It wasn't just the other side of winter. It was the other side of spring, and of summer, and of London 2012 – of a whole stretch of life. Who knew what could happen between then and now?

None of that was any deterrent. I had no plans to emigrate. So I was straight in there – I love David Sedaris – and it was a great feeling. Even better when, to my amazement, the tickets arrived in the post a few days later. More than nine months to go, and the tickets were already printed. Impressive.

I've had that feeling a few times since – like when I finally succeeded in booking Olympics tickets. Booking Proms tickets – they're so much more in demand than they used to be – was also special. Then there was the "buzz" that I guess in part caused me to book for something at the Young Vic that was almost as far off as David Sedaris had been last December.

What is it about booking tickets? It has turned into a whole new experience. The internet's seen to that. Who doesn't love to study the plan of the auditorium, those little heads and shoulders – heads and shoulders with, it seems, your name on them – just waiting to be clicked.

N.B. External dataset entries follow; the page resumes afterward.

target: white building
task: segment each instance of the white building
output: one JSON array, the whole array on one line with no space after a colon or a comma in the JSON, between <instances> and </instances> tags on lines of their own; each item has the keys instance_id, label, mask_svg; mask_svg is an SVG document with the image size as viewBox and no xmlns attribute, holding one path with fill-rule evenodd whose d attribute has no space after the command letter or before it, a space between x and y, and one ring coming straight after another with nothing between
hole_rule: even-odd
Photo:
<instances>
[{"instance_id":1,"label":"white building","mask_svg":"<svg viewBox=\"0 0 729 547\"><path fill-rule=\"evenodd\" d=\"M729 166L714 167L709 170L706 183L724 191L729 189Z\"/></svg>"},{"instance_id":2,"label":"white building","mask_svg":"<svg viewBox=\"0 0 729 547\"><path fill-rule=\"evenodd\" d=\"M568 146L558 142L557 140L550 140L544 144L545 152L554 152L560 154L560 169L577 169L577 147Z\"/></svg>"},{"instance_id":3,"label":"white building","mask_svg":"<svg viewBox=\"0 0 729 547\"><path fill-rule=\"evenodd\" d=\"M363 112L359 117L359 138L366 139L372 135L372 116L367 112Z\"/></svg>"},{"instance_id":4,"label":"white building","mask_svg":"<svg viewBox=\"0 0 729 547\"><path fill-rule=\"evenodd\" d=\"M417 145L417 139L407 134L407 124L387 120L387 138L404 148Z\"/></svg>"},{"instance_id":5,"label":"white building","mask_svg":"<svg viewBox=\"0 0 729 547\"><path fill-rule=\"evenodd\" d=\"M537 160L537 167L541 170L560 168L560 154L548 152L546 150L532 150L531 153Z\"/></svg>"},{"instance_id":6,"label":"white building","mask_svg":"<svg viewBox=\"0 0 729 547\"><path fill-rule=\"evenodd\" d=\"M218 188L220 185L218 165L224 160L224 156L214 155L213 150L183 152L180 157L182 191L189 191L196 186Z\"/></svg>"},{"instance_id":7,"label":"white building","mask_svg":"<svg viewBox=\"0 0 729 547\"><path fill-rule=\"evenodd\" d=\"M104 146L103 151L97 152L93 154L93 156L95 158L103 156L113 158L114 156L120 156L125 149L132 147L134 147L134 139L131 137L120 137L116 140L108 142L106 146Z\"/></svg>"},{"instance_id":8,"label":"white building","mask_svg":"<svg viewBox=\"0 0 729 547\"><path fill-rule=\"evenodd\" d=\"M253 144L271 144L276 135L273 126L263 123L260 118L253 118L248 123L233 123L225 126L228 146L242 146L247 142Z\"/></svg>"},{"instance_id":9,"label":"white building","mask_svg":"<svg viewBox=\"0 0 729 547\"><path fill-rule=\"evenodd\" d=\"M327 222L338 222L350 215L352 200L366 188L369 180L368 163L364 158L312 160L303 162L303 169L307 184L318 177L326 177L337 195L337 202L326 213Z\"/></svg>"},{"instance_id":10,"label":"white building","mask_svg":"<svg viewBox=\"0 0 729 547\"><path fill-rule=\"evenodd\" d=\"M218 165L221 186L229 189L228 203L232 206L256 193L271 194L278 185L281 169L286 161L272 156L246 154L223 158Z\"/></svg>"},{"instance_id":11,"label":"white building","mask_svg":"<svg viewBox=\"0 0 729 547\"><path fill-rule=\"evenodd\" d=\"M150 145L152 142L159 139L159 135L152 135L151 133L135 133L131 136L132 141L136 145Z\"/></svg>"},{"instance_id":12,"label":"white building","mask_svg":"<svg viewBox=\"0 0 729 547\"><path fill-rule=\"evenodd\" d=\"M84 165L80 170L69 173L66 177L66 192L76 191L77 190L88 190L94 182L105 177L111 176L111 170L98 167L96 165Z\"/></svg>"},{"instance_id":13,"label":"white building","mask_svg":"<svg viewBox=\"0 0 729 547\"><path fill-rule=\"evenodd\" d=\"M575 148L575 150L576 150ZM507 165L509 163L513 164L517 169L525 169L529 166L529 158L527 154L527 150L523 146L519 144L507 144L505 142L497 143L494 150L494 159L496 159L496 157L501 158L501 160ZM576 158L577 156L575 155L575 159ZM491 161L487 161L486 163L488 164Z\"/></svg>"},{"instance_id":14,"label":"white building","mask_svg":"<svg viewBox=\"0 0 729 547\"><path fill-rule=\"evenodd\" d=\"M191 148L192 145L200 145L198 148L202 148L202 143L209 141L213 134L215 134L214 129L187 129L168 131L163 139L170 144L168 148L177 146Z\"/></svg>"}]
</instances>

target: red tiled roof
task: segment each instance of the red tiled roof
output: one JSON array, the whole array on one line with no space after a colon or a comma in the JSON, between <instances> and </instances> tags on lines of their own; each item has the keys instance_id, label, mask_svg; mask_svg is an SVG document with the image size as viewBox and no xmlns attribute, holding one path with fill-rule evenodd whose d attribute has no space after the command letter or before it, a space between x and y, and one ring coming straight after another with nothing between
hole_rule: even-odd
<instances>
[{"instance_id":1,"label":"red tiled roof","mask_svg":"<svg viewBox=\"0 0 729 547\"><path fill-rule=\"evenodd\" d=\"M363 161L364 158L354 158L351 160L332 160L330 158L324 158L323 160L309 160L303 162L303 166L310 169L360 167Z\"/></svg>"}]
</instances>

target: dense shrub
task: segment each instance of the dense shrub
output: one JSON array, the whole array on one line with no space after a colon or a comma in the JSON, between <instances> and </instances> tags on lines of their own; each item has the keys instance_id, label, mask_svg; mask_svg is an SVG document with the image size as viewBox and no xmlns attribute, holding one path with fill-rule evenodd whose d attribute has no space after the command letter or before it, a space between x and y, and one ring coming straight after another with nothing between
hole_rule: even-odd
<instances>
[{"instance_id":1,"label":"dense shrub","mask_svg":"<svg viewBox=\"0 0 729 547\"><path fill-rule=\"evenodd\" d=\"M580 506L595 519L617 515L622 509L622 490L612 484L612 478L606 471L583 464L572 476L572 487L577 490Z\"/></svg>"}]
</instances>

The whole process has become an end in itself – a pleasure and a thrill quite separate from the actual thing you're booking to see. That's not to say it can't also take a while, and induce stress, and vacuum up money you very possibly don't have.

Right now the papers are full of their autumn arts previews. That means a whole lot of booking going on. Booked for the new Alan Bennett yet? Beach House? Bryn Terfel in The Ring? Ready to get to grips with the security check that is that weird hallucinogenic and so easily misread collection of letters?

Huge ticket-buying moments make news. Every year that there's a Glastonbury, life stops for tens of thousands of people. The clock ticks down to the designated day, hour, minute. And then, in a flash, it's all over. The whole lot gone in under half an hour. It's like a vast collective convulsion followed by months and months of gradual comedown leading gently into the object of your purchase, which may or may not be quite as good as you'd hoped. But the wait is fun while it lasts, and these days it can last a very long time indeed.

In that sense, I already feel I've had quite a bit of my David Sedaris money's worth. I don't doubt he'll be brilliant. I've seen him twice before so I know what I'm getting. But whatever happens, he's given me that essential adjunct to modern cultural consumption – really good ticket-buying.

* Ming Campbell has chided Vince Cable for exchanging text messages with Ed Miliband. "The success of this Coalition depends upon everyone who participates in it being a full subscriber," the former Lib Dem leader says.

You can see why Campbell is put out, but for those worried about such fraternising, isn't the real problem here the two men's chosen form of communication? If they'd been spotted having a drink together, that would have caused a stir, for sure. But it still would have lacked the illicit element that's somehow an intrinsic part of communication by text.

The discovery that David Cameron and Rebekah Brooks were texting each other so enthusiastically was one of the key revelations of the Leveson Inquiry. Now we learn that Vince and Ed have been at it. Everybody is, of course, but the intimacy of the written word means that texting will never lose a certain frisson.